In Timothy John Hull Pattinson v Robert Ian Winsor  Mr Justice Linden granted a consent order in which Robert Winsor agreed to comply with an injunction ordering him not to contact or make any allegation against Timothy Pattinson, then a district judge in the magistrates’ court. Winsor agreed to pay the costs of the application, but Pattinson agreed he would not seek to enforce the order unless Winsor ‘unexpectedly came into some money’.

Winsor was sentenced for contempt of court in November 2024 after he was found to have breached an interim injunction on 17 occasions. The order committed Winsor to prison for four months. Its execution was suspended for two years on the condition he did not breach the final injunction which had been ordered in harassment proceedings.

Pattinson applied for the suspended committal order to be activated, and a warrant of committal issued.

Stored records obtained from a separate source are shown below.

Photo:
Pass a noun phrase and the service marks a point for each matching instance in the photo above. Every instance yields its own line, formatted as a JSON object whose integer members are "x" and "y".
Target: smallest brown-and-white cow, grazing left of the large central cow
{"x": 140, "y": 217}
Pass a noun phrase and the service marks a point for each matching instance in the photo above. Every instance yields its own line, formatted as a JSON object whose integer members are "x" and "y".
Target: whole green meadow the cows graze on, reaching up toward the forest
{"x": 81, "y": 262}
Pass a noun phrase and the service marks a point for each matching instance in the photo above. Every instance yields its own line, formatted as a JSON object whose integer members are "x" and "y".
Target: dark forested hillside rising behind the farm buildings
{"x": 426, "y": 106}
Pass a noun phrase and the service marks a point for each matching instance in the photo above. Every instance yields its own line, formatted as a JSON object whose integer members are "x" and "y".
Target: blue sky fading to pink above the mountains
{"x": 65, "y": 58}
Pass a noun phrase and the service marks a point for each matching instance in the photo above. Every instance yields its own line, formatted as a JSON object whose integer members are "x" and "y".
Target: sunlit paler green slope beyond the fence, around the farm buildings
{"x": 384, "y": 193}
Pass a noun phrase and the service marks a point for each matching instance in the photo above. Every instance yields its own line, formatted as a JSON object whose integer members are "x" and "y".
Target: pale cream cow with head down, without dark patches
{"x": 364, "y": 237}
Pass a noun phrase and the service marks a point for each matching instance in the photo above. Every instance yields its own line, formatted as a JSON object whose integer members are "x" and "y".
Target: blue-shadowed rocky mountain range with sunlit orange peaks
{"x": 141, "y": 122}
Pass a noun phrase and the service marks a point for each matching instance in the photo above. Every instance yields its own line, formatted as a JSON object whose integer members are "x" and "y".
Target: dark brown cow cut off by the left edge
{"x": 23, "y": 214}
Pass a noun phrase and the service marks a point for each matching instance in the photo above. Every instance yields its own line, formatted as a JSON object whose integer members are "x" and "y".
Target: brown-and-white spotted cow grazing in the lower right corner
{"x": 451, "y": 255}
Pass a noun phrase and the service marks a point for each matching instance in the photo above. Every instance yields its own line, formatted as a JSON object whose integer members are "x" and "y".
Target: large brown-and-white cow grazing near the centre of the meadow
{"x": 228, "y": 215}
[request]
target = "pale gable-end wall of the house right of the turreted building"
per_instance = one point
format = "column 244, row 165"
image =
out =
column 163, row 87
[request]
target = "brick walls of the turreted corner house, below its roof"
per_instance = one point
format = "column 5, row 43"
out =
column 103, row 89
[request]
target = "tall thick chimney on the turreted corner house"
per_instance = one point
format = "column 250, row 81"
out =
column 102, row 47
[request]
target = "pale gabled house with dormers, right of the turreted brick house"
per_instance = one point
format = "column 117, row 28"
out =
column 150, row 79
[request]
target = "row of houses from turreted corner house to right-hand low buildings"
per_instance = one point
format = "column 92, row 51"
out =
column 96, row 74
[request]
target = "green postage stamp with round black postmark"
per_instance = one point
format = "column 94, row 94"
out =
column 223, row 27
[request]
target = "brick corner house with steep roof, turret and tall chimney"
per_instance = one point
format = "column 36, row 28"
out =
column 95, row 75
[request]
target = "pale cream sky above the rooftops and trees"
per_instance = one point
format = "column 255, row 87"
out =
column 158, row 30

He claimed Winsor had breached the final injunction ‘on at least 25 occasions’.

The judge made the consent order after both parties confirmed it was agreed.

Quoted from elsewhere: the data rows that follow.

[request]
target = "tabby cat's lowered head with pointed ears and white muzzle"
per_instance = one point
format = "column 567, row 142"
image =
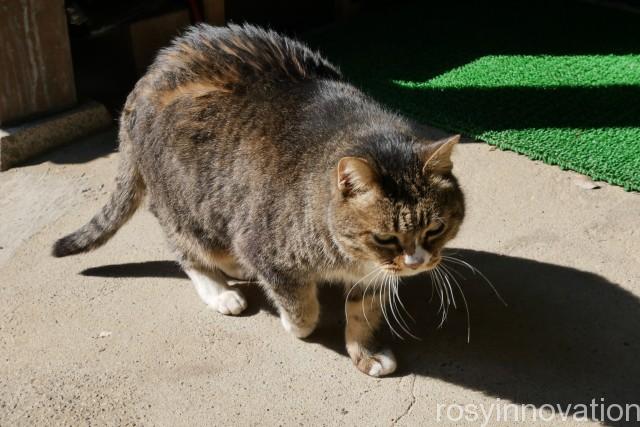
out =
column 397, row 204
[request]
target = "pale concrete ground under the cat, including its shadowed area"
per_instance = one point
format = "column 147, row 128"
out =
column 118, row 336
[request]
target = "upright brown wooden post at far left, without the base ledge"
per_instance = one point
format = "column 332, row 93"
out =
column 36, row 73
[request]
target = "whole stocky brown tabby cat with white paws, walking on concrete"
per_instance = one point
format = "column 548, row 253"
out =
column 262, row 163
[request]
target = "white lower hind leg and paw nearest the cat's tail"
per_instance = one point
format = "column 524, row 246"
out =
column 213, row 289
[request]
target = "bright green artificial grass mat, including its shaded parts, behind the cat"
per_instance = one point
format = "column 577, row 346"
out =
column 557, row 83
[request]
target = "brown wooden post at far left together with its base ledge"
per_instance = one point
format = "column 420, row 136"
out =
column 36, row 77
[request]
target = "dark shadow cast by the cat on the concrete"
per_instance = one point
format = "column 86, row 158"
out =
column 566, row 336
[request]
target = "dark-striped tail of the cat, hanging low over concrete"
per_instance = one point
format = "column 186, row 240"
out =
column 124, row 201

The judge said: ‘There was a strong argument for insisting that the committal hearing proceed and punishing the defendant’s multiple breaches of the court’s orders given the nuisance which he has been and the waste of scarce legal resources which he has caused.' Despite this, sending Winsor to prison would be, as another judge had previously said in an earlier judgment, 'a matter of regret, because he is plainly not in the best of health and he appears to have a profoundly distorted view of the world. No-one wants to see a man like him in prison. It is also an undesirable outcome because of the scarcity of prison accommodation'.

He concluded that the public interest would be better served 'by entertaining the (perhaps overly optimistic) hope that, having had this experience, the defendant will now behave in a rational way and comply with the [injunction]'.

He added: ‘The claimant’s forbearance in entering into this agreement is commendable and humane. The defendant’s allegations against him to all and sundry have been found by the High Court to amount to harassment contrary to the Protection from Harassment Act 1997 and they have repeatedly been found to be entirely baseless and irrational and, in effect, malicious and vindictive. Yet the defendant has persisted for what is now years.

‘In doing so he has ignored orders of the court and caused the claimant to incur substantial costs which, in all likelihood, will be irrecoverable. Despite the upset which the defendant has caused the claimant and his wife, they have taken a merciful course after a lengthy and frustrating legal process. I commend them for this.’